If you respond no to the three of them, I wonder why you're still here in the first place. Otherwise, I'd imagine the answers are self-explanatory, in that once you've identified the problem, you know what you've got to do.

Finally, to return to my initial point, the only way to be sufficiently alert to your own welfare is to be able to distance yourself spiritually from people and things and look into yourself to determine your feelings. I'm not suggesting we should all embrace buddhism, but I have to admit I half-jokingly did say this to a couple of friends today. There are some arts designed to facilitate distanciation and reflection and undoubtfully you'd be better off leaving to the field armed with one of them. At this moment, believe it or not, I even regret that I only ever attended two yoga classes. Not that I can be bothered having a yoga teacher over here though - why is it that I can't have people teaching me anything, I have no idea. It's like when I was a kid and my mum told me lamb was beef so I'd eat and happily oblivious would decide I loved it: you can teach me things, but only if you make me believe you're not. Tricky. Anyway.- but if only there were yoga books available I reckon I'd give it a go. In fact, what I could possibly really need is a book on yoga in Dari. This way maybe I can improve both my technique and languages skills..?

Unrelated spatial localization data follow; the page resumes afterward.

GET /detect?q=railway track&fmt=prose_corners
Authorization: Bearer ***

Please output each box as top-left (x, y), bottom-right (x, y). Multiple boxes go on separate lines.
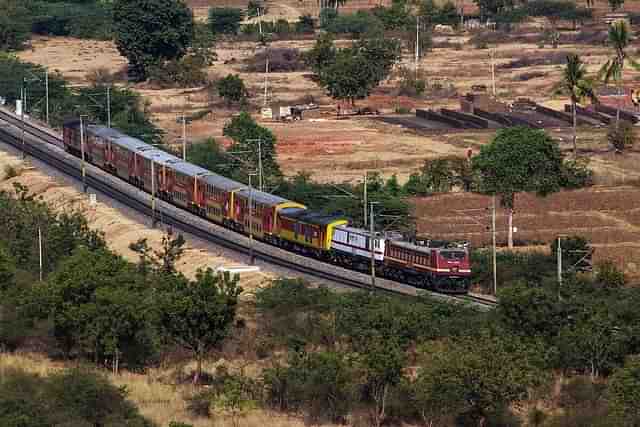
top-left (0, 109), bottom-right (497, 310)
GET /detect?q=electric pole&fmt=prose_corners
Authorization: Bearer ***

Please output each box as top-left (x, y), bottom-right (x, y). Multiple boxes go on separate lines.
top-left (492, 195), bottom-right (497, 295)
top-left (557, 236), bottom-right (563, 300)
top-left (264, 56), bottom-right (269, 106)
top-left (151, 158), bottom-right (157, 228)
top-left (369, 202), bottom-right (377, 293)
top-left (182, 114), bottom-right (187, 160)
top-left (363, 171), bottom-right (368, 227)
top-left (248, 172), bottom-right (256, 265)
top-left (106, 85), bottom-right (111, 128)
top-left (21, 79), bottom-right (26, 159)
top-left (45, 70), bottom-right (49, 126)
top-left (415, 15), bottom-right (420, 76)
top-left (38, 226), bottom-right (43, 282)
top-left (490, 48), bottom-right (497, 97)
top-left (79, 114), bottom-right (88, 193)
top-left (258, 139), bottom-right (263, 192)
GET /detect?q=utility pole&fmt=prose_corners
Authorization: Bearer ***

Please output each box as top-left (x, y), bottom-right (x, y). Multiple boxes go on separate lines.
top-left (492, 195), bottom-right (497, 295)
top-left (264, 56), bottom-right (269, 106)
top-left (151, 158), bottom-right (157, 228)
top-left (415, 15), bottom-right (420, 76)
top-left (38, 226), bottom-right (43, 282)
top-left (248, 173), bottom-right (256, 265)
top-left (258, 139), bottom-right (263, 192)
top-left (21, 79), bottom-right (26, 159)
top-left (106, 85), bottom-right (111, 128)
top-left (490, 48), bottom-right (497, 97)
top-left (182, 114), bottom-right (187, 160)
top-left (557, 236), bottom-right (563, 300)
top-left (45, 70), bottom-right (49, 126)
top-left (369, 202), bottom-right (377, 293)
top-left (363, 171), bottom-right (368, 227)
top-left (79, 115), bottom-right (88, 193)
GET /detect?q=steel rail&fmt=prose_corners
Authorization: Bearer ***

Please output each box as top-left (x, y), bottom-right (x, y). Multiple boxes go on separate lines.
top-left (0, 109), bottom-right (497, 309)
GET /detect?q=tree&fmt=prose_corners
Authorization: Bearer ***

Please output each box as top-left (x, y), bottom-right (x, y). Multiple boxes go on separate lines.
top-left (607, 119), bottom-right (636, 153)
top-left (216, 74), bottom-right (248, 107)
top-left (209, 7), bottom-right (244, 35)
top-left (295, 14), bottom-right (315, 33)
top-left (473, 0), bottom-right (515, 18)
top-left (599, 21), bottom-right (640, 127)
top-left (223, 112), bottom-right (282, 184)
top-left (158, 269), bottom-right (242, 384)
top-left (306, 33), bottom-right (337, 73)
top-left (562, 54), bottom-right (597, 158)
top-left (416, 332), bottom-right (549, 424)
top-left (0, 0), bottom-right (32, 51)
top-left (317, 38), bottom-right (400, 107)
top-left (608, 356), bottom-right (640, 426)
top-left (608, 0), bottom-right (624, 12)
top-left (129, 233), bottom-right (186, 276)
top-left (472, 127), bottom-right (565, 248)
top-left (113, 0), bottom-right (194, 80)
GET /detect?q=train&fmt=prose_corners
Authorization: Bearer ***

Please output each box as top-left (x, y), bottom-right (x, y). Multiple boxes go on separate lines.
top-left (62, 119), bottom-right (471, 293)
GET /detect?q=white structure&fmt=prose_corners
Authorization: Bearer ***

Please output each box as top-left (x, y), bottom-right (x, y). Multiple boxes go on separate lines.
top-left (331, 225), bottom-right (385, 262)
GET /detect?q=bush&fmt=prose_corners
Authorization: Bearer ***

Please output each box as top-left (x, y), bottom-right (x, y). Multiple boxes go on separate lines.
top-left (0, 0), bottom-right (32, 50)
top-left (216, 74), bottom-right (248, 106)
top-left (397, 68), bottom-right (426, 97)
top-left (596, 260), bottom-right (626, 288)
top-left (245, 48), bottom-right (305, 73)
top-left (146, 55), bottom-right (209, 88)
top-left (296, 14), bottom-right (315, 33)
top-left (30, 1), bottom-right (113, 40)
top-left (209, 7), bottom-right (243, 35)
top-left (325, 11), bottom-right (384, 38)
top-left (247, 0), bottom-right (266, 18)
top-left (319, 8), bottom-right (338, 28)
top-left (607, 120), bottom-right (636, 153)
top-left (498, 51), bottom-right (568, 69)
top-left (562, 158), bottom-right (593, 188)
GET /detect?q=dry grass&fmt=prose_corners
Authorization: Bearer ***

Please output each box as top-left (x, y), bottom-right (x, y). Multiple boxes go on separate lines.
top-left (0, 352), bottom-right (317, 427)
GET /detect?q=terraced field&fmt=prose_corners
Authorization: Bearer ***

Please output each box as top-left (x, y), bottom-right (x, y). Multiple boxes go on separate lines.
top-left (414, 185), bottom-right (640, 279)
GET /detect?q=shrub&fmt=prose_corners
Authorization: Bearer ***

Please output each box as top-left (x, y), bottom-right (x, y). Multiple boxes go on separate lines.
top-left (607, 120), bottom-right (636, 153)
top-left (0, 0), bottom-right (32, 50)
top-left (319, 8), bottom-right (338, 28)
top-left (562, 158), bottom-right (593, 188)
top-left (209, 7), bottom-right (243, 35)
top-left (86, 67), bottom-right (118, 86)
top-left (216, 74), bottom-right (248, 106)
top-left (247, 0), bottom-right (266, 18)
top-left (30, 1), bottom-right (114, 40)
top-left (397, 68), bottom-right (426, 97)
top-left (596, 260), bottom-right (626, 288)
top-left (498, 51), bottom-right (568, 69)
top-left (516, 71), bottom-right (547, 81)
top-left (245, 48), bottom-right (305, 73)
top-left (147, 56), bottom-right (208, 88)
top-left (3, 164), bottom-right (18, 180)
top-left (295, 14), bottom-right (315, 33)
top-left (326, 11), bottom-right (384, 38)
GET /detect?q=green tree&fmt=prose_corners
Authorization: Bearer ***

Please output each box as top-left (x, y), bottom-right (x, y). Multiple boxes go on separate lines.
top-left (607, 119), bottom-right (636, 153)
top-left (158, 269), bottom-right (242, 384)
top-left (472, 127), bottom-right (565, 248)
top-left (608, 0), bottom-right (624, 12)
top-left (317, 38), bottom-right (400, 107)
top-left (608, 356), bottom-right (640, 426)
top-left (306, 33), bottom-right (337, 73)
top-left (209, 7), bottom-right (244, 35)
top-left (216, 74), bottom-right (248, 107)
top-left (562, 54), bottom-right (597, 158)
top-left (129, 233), bottom-right (186, 276)
top-left (473, 0), bottom-right (515, 18)
top-left (599, 21), bottom-right (640, 127)
top-left (113, 0), bottom-right (194, 80)
top-left (0, 0), bottom-right (32, 51)
top-left (417, 331), bottom-right (549, 423)
top-left (223, 112), bottom-right (282, 184)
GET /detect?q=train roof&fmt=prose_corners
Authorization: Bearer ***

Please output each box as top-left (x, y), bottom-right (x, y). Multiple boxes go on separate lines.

Finally, and don't laugh here, I realise I may have been loosing it a little because I didn't spend sufficient time laughing lately. I realise the main person who's been making me laugh has been away for a while and Ive been awfully gloomy since. So there we go, back to trying to think positive thoughts to cheer myself up. How pathetic is that? I know, though I have no doubt it must be in loads of 25-USD methods for self-support or whatever you call it. Anyway, one approach I tried the other day was thinking of 10 simple things that make me happy. A nice breakfast in the Pain Quotidien, one dinner at my friend Fran (pasta off course), an evening at my friend Elodie's, chilling out with my sister eating pasta with butter, when my mum is so happy about something she gets all emotional and tell my sister and I how much she loves us, a night with x, and so on. Believe it or not, it works really well. A second thing, a personal favourite, is thinking of happy songs. I mean really happy songs. I assume most of the Sound of Music soundtrack could do, or even Mary Poppins or, say, He needs me from the Popeye and/or Punch Drunk Love soundtrack. Imagine the clouds, the pink sky and the Walt Disney little birds and you're already there.

So no doubt, Rule no. 1 will be: When you feel like breaking down, take some distance, breath in and see if you need a change of atmosphere. There's no self-imposed rule that can't be broken if you're not happy.